É uma quantidade tão grande de atitudes cretinas que chega a espantar. Mas pelo menos o caso tem servido pra gerar um bom número de bons textos, como o que Flavio Gomes escreveu em seu blog. Segue um trecho:
Aí a Uniban expulsa a menina, dizendo que os alunos que a chamavam de “puta” e queriam bater na coitada estavam “defendendo o ambiente escolar”. Puta que pariu! Como é que pode? Como podem adultos, “educadores”, que teoricamente têm um pouco mais de neurônios em funcionamento, reduzirem a questão a isso? E criticarem a menina porque ela se veste assim ou assado, anda rebolando, “se insinua”?

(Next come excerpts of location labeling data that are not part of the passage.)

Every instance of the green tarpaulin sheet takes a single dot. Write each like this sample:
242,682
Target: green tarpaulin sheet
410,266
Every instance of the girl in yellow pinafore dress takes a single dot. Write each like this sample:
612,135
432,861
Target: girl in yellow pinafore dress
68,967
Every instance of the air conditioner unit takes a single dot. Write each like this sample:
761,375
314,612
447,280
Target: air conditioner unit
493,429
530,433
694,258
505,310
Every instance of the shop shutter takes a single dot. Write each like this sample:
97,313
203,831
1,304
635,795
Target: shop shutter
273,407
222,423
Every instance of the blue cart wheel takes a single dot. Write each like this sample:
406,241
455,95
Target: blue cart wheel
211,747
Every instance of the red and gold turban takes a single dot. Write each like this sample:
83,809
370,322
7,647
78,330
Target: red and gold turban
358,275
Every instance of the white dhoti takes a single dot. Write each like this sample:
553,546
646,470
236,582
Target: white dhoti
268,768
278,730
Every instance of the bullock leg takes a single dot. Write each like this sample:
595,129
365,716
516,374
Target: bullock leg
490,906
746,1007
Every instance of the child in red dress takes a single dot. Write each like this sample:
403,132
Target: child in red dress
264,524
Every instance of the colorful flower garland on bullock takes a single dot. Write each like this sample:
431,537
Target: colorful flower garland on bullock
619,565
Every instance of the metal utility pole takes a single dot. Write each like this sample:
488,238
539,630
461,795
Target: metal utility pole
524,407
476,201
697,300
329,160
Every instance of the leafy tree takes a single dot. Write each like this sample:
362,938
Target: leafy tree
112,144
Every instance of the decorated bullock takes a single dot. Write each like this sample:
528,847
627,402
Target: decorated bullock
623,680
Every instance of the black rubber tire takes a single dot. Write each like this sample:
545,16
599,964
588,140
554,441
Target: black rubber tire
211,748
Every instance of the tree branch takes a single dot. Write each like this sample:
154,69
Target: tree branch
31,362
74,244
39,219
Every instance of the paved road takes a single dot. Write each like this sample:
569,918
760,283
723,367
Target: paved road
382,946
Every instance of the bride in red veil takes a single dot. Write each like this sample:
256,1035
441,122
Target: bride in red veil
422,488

Pior: muitos, mas muitos mesmo, alunos defenderam a expulsão. Acham que a menina é uma vagabunda que provoca os colegas. Bando de animais, intolerantes, sádicos, hostis, agressivos. Eu nunca deixaria um filho meu estudar numa universidade frequentada por esse tipo de gente e dirigida por cretinos do naipe dos que assinaram a expulsão e, depois, revogaram-na sem revelar o motivo — aquele que nunca será admitido, o prejuízo à imagem dessa porcaria de empresa, sim, empresa, e das mais lucrativas, porque chamar um negócio desses de “universidade” é desmoralizar a palavra.